Monday, July 02, 2012

Training Live

  I heard (again--sigh) that classical systems don't train live.  Maybe some don't.  Maybe most don't.  This is the list of the types of sparring that we did under Dave.  I don't know for sure how much was introduced by him and how much was already in the system.

Kumite- was straight up non-contact karate point sparring.

Tachiwaza randori- Judo throwing randori.

Newaza randori- Grappling.  It was under judo rules, but sometimes we would ignore the 25-second osaekomi ippon and keep going.  We didn't incorporate leg locks.  They were in the syllabus, but we played by judo rules.  I incorporate them now when I play.

Judo randori- combining both of the above

Sparring- was controlled contact but all strikes, throws, locks and immobilizations were allowed.  Contact was graded up to what we called 'stiff'.  Beginners would work light contact.

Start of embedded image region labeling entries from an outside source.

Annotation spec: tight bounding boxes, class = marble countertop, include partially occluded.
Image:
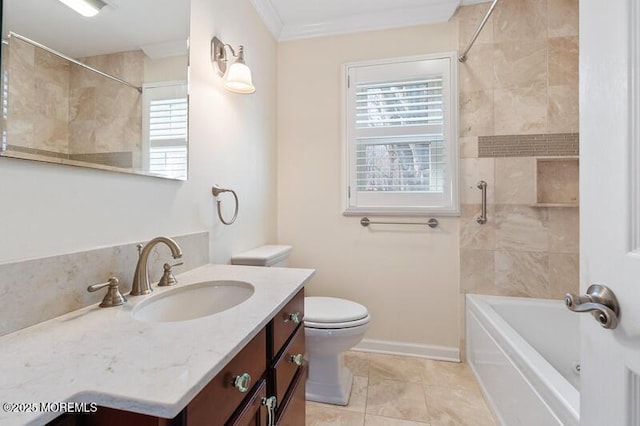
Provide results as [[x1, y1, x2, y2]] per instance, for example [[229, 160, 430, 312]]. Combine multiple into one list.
[[0, 265, 314, 425]]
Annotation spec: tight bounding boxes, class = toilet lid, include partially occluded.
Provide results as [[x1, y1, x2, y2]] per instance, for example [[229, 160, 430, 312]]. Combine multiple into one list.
[[304, 297, 369, 324]]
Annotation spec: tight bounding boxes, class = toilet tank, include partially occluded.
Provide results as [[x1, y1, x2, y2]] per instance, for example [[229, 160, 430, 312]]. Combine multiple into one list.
[[231, 246, 291, 267]]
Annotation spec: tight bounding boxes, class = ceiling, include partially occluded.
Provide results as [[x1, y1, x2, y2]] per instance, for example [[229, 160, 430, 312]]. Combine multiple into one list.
[[2, 0, 189, 58], [250, 0, 489, 40]]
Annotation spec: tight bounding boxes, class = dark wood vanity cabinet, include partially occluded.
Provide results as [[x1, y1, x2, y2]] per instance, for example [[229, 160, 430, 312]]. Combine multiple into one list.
[[60, 289, 306, 426]]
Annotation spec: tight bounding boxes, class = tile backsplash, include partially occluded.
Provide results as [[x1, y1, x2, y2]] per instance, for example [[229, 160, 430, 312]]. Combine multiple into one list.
[[0, 232, 209, 336]]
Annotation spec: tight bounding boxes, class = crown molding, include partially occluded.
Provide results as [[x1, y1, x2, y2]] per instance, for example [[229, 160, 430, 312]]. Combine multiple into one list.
[[249, 0, 284, 40]]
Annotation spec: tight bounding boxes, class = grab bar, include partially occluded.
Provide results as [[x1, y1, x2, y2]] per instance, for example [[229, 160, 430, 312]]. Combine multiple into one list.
[[211, 185, 240, 225], [476, 180, 487, 225], [360, 217, 439, 228]]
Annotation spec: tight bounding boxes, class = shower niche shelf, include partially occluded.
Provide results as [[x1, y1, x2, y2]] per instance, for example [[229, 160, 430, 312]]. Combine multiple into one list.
[[534, 157, 579, 207]]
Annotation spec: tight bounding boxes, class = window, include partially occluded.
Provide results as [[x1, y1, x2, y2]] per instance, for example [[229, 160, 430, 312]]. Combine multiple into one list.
[[143, 82, 188, 180], [344, 54, 459, 215]]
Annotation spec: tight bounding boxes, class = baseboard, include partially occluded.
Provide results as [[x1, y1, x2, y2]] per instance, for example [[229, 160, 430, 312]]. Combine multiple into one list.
[[351, 339, 460, 362]]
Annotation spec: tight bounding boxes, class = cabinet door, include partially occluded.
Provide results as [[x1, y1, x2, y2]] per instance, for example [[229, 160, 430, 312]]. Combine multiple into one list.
[[225, 380, 269, 426], [186, 329, 267, 426], [276, 366, 307, 426]]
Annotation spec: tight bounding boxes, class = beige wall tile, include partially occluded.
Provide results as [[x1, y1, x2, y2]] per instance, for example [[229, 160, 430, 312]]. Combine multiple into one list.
[[547, 0, 579, 37], [460, 158, 495, 204], [548, 207, 580, 254], [547, 253, 580, 299], [460, 204, 496, 250], [547, 85, 580, 133], [549, 36, 578, 86], [493, 39, 547, 89], [460, 90, 494, 136], [458, 44, 494, 93], [494, 157, 536, 204], [458, 136, 478, 158], [536, 159, 579, 204], [460, 249, 496, 294], [496, 204, 549, 253], [494, 85, 547, 135], [495, 250, 551, 298], [493, 0, 547, 42]]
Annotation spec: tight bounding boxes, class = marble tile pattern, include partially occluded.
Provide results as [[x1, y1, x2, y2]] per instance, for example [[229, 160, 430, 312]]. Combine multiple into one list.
[[456, 0, 579, 300], [4, 38, 145, 167], [0, 232, 209, 336], [0, 264, 314, 426], [306, 351, 497, 426]]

Jujutsu randori.  We had two different things called JJ randori.  One was counter assault.  Uke would give a committed attack and tori would take him out.  I now call this drill take-outs.  The second, cooler version was similar to 'sparring', above.  All techniques allowed.  Stiff contact (but it had to be controlled-- you wanted people to know they were open, you wanted it to hurt and impede, but still be okay for work the next morning) but it started at contact range.  Chest touching chest, chest touching back or chest touching flank.
There are a lot of reasons I love that drill.  You are in range for everything-- strikes (including head butts and some very interesting kicks) gouges, locks, throws and puppetmastering. Which means that everything you do has to be coordinated.  It is so fast and so close that if there are any divisions in your mind between classes of technique or offense and defense you will not be able to keep up.
Can't do that one in a seminar format.  Everyone needs superb breakfall skills; there has to be a level of trust and control (you will remember stiff contact from a head butt.  You might not be able to remember uncontrolled contact) and people who haven't been exposed to that tend to panic.


There are other live trainings.  Stuff not from Dave:

With Mac:
Boxing

Contact stick fighting- Padded sticks and hockey gear

Mixed weapons- Level of contact depending on the weapon and the armor... but, yeah.  Fun.

From the Agency:
ConSim- Full blown scenarios with all force options and policy and force law in play.  Critical for developing judgment.

Stuff I've added:
The One-step- In a lot of ways this is the introductory version of JJ randori.  The big advantage is that you can do it safely with strangers even in environmental fighting.  It's live, but it misses the pain, fear and most of the effort (not quite the right word) of fighting.  How about very good live training but very low resistance?  That about sums it up.

Rolling Dirty- Grappling with the strikes, gouges and normally illegal locks in.  Have to control contact because, obviously, hammering the brainstem or rupturing an eardrum will really mess up someone's day.

All of these have value and you learn something. And with all of them you completely fail to learn other things.  Train hard, but don't fall in love with a method.  Training for dangerous things will never have a one-to-one correlation with doing dangerous things. Not unless the training has the same casualty rate as the event.